Die zwei Online-Plattformen Unbabel und Gengo (Sitz in Portugal und USA), auf denen ich arbeite, stellen keine Rechnungen aus. Sollte ich trotzdem nur für meine Buchhaltung eine monatliche Rechnung über meinen erhaltenen Lohn erstellen?

Bei den anderen beiden ausländischen Auftraggebern (Sitz in Thailand und USA) habe ich Rechnungen, die den deutschen Vorgaben nicht entsprechen (fehlende Angaben). Sollte ich auch hier noch einmal Rechnungen erstellen, die alle Angaben enthalten?

Diese Unternehmen zahlen alle in ihren jeweiligen Ländern Umsatzsteuer. Ist es okay, auf allen Rechnungen "reverse charge" zu vermerken?

Vielen Dank!

Mit freundlichen Grüßen
H. K.


Sehr geehrte Fragestellerin,

gerne beantworte ich Ihre Anfrage aufgrund Ihrer Angaben im Rahmen einer Erstberatung auf yourXpert. Die Beantwortung erfolgt gemäß der von Ihnen gemachten Sachverhaltsangaben. Fehlende oder fehlerhafte Angaben können das rechtliche Ergebnis beeinflussen.

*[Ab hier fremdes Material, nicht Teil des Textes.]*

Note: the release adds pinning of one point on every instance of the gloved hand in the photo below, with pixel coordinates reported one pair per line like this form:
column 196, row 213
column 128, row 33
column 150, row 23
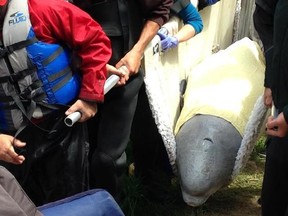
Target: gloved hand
column 167, row 41
column 211, row 2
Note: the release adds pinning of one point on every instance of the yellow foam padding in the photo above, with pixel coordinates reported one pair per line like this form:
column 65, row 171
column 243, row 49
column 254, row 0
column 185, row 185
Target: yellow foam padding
column 226, row 84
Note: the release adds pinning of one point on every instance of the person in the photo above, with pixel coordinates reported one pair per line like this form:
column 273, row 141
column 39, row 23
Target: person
column 40, row 42
column 271, row 21
column 14, row 200
column 151, row 163
column 192, row 20
column 130, row 25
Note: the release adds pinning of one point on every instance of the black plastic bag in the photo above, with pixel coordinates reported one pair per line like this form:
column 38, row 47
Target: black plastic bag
column 56, row 164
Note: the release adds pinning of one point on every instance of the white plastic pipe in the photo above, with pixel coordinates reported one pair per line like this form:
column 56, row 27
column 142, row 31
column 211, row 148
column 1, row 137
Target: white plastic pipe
column 109, row 83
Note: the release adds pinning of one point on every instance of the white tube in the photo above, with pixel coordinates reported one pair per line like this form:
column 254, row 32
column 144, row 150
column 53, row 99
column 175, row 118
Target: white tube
column 109, row 83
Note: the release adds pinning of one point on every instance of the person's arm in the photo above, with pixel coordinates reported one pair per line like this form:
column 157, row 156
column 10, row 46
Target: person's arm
column 193, row 23
column 156, row 13
column 132, row 60
column 61, row 22
column 7, row 149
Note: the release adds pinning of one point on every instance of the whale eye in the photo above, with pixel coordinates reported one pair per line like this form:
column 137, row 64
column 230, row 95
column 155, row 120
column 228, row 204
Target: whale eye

Wenn Sie Abrechnungen in Form einer Gutschrift von ausländischen Anbietern erhalten, sollten Sie darauf achten, dass Ihnen die Unternehmereigenschaft des jeweiligen Geschäftspartners bekannt ist. Bei EU-Fällen ist diese durch eine gültige Umsatzsteuer-Identifikationsnummer nachzuweisen. Wenn diese Nummer auf den Gutschriften enthalten ist, ist alles bestens. Bei Anbietern aus Drittstaaten wäre im Zweifel auch ein Nachweis der Unternehmereigenschaft zu führen. Dies wird von den Finanzämtern in der Praxis jedoch bei eindeutigen Fällen oftmals nicht verlangt. Wenn der Anbieter seine vollständigen Daten (Handelsregister etc.) auf den Gutschriften abdruckt, sollte dies häufig reichen.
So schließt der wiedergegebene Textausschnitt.